Why President is given such powers:

The philosophy on which the pardoning power is based is that every country with a criminal justice system must provide for the pardoning power, and a country without such power is considered to be imperfect and lacks political morality.

Granting of pardon frees a convicted person from all legal liabilities, which provides an opportunity for an individual to start a fresh life and is restored to his original position of innocence in the society. It may serve as a better method of reformation for convicted persons.

Sometimes due to false evidence and carelessness of prosecution an innocent becomes the prey of wrongful convictions and is punished accordingly, it leads to the miscarriage of justice and it can only be rectified by granting pardons.
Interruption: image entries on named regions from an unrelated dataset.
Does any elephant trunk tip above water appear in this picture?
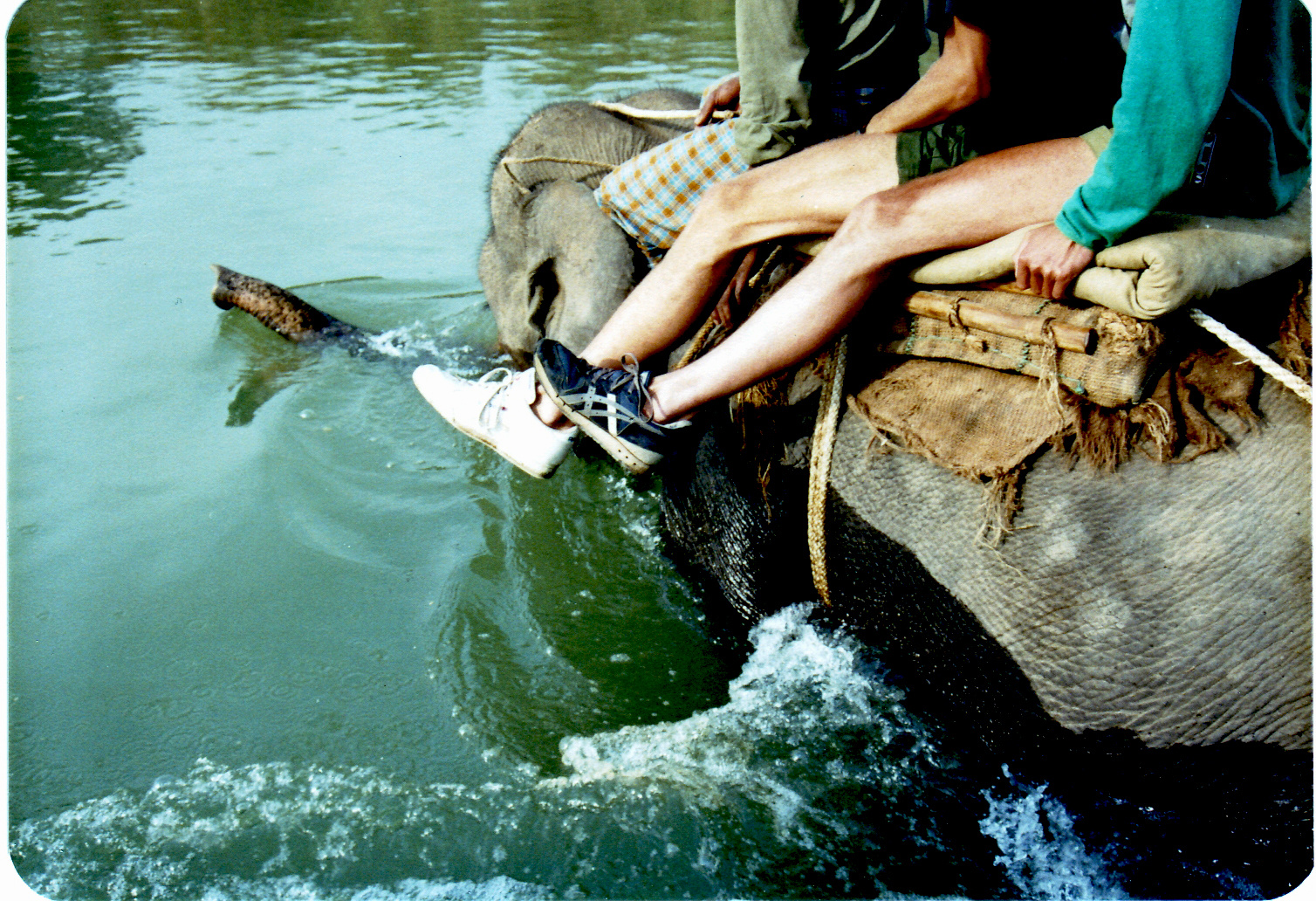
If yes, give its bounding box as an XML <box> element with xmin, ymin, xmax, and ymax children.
<box><xmin>479</xmin><ymin>90</ymin><xmax>699</xmax><ymax>368</ymax></box>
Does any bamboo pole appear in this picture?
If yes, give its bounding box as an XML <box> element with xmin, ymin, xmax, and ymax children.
<box><xmin>904</xmin><ymin>291</ymin><xmax>1096</xmax><ymax>353</ymax></box>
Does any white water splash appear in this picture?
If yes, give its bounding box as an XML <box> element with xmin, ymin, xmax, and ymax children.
<box><xmin>979</xmin><ymin>769</ymin><xmax>1128</xmax><ymax>901</ymax></box>
<box><xmin>560</xmin><ymin>606</ymin><xmax>930</xmax><ymax>851</ymax></box>
<box><xmin>4</xmin><ymin>608</ymin><xmax>957</xmax><ymax>901</ymax></box>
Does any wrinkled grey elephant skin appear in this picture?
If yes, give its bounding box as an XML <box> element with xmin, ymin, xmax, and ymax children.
<box><xmin>479</xmin><ymin>90</ymin><xmax>699</xmax><ymax>366</ymax></box>
<box><xmin>665</xmin><ymin>380</ymin><xmax>1312</xmax><ymax>749</ymax></box>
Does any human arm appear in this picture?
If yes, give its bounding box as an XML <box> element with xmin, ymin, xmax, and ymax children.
<box><xmin>1055</xmin><ymin>0</ymin><xmax>1240</xmax><ymax>251</ymax></box>
<box><xmin>865</xmin><ymin>17</ymin><xmax>991</xmax><ymax>133</ymax></box>
<box><xmin>1015</xmin><ymin>223</ymin><xmax>1096</xmax><ymax>300</ymax></box>
<box><xmin>695</xmin><ymin>72</ymin><xmax>739</xmax><ymax>127</ymax></box>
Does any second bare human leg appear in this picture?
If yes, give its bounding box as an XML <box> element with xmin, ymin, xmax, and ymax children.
<box><xmin>647</xmin><ymin>138</ymin><xmax>1095</xmax><ymax>422</ymax></box>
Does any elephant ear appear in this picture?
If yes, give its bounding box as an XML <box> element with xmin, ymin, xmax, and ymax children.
<box><xmin>525</xmin><ymin>181</ymin><xmax>637</xmax><ymax>353</ymax></box>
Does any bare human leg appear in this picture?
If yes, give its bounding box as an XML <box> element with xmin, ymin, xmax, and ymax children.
<box><xmin>649</xmin><ymin>138</ymin><xmax>1095</xmax><ymax>423</ymax></box>
<box><xmin>534</xmin><ymin>128</ymin><xmax>899</xmax><ymax>425</ymax></box>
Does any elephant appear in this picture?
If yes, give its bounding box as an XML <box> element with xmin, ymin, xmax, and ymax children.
<box><xmin>479</xmin><ymin>90</ymin><xmax>699</xmax><ymax>368</ymax></box>
<box><xmin>663</xmin><ymin>320</ymin><xmax>1312</xmax><ymax>753</ymax></box>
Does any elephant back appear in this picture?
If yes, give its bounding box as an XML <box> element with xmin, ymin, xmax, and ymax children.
<box><xmin>494</xmin><ymin>91</ymin><xmax>699</xmax><ymax>194</ymax></box>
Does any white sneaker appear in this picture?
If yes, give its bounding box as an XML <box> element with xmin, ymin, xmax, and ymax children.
<box><xmin>412</xmin><ymin>363</ymin><xmax>578</xmax><ymax>478</ymax></box>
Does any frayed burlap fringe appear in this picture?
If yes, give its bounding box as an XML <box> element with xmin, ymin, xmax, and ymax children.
<box><xmin>1050</xmin><ymin>347</ymin><xmax>1261</xmax><ymax>473</ymax></box>
<box><xmin>1275</xmin><ymin>278</ymin><xmax>1312</xmax><ymax>381</ymax></box>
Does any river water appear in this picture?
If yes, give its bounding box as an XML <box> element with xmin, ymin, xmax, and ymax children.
<box><xmin>7</xmin><ymin>0</ymin><xmax>1305</xmax><ymax>901</ymax></box>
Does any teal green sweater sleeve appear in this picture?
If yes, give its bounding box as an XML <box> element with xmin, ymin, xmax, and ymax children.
<box><xmin>1055</xmin><ymin>0</ymin><xmax>1240</xmax><ymax>251</ymax></box>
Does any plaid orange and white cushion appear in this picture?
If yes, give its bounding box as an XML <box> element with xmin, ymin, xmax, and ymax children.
<box><xmin>593</xmin><ymin>120</ymin><xmax>749</xmax><ymax>261</ymax></box>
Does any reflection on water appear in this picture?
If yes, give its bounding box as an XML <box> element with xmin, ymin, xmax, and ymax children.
<box><xmin>5</xmin><ymin>0</ymin><xmax>1305</xmax><ymax>901</ymax></box>
<box><xmin>8</xmin><ymin>0</ymin><xmax>730</xmax><ymax>235</ymax></box>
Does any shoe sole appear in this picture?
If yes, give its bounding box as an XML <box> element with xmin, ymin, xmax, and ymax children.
<box><xmin>534</xmin><ymin>354</ymin><xmax>662</xmax><ymax>476</ymax></box>
<box><xmin>412</xmin><ymin>373</ymin><xmax>557</xmax><ymax>481</ymax></box>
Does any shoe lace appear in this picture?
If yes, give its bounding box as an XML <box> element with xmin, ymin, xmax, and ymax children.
<box><xmin>601</xmin><ymin>353</ymin><xmax>653</xmax><ymax>423</ymax></box>
<box><xmin>475</xmin><ymin>366</ymin><xmax>516</xmax><ymax>428</ymax></box>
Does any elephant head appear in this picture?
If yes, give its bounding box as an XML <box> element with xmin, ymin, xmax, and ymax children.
<box><xmin>479</xmin><ymin>91</ymin><xmax>699</xmax><ymax>366</ymax></box>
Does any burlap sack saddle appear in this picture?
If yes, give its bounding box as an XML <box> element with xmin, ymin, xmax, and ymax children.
<box><xmin>826</xmin><ymin>189</ymin><xmax>1311</xmax><ymax>538</ymax></box>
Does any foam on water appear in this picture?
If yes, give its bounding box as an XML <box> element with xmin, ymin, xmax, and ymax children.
<box><xmin>982</xmin><ymin>769</ymin><xmax>1128</xmax><ymax>901</ymax></box>
<box><xmin>12</xmin><ymin>608</ymin><xmax>1109</xmax><ymax>901</ymax></box>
The pardon is check entrusted with the executive for special cases.

Once a person is sentenced with punishment by the court and all the judicial means to reduce or reconsider the sentence has been exhausted then, the pardon is the only means to secure justice by reducing or reconsidering the sentence. 

    The object of conferring this power on the President is two-fold

  • To keep the door open for correcting any judicial errors in the operation of law;
  • To afford relief from a sentence, which the President regards as unduly harsh.

Global view on Presidential pardoning:

USA:  According to U.S. Constitution, the President can grant pardon except in the cases of impeachment. Unlike Indian President the American President has the absolute power, such power cannot be questioned or blocked by the court or the congress. There is no question of any judicial review.

Pakistan: Pakistan’s Constitution accords the President with an absolute power to grant pardon, reprieve, respite and remit, suspend or commute any sentence passed by any court, tribunal or authority. The power cannot be questioned.

France: Pardon and act of clemency are granted by President of France who has the sole discretion and power is non questionable and absolute.

Germany: The German President has pardoning power which he can transfer to someone else such as chancellor or the minister of justice.

Russia: An absolute power of pardon is given to the Russian President.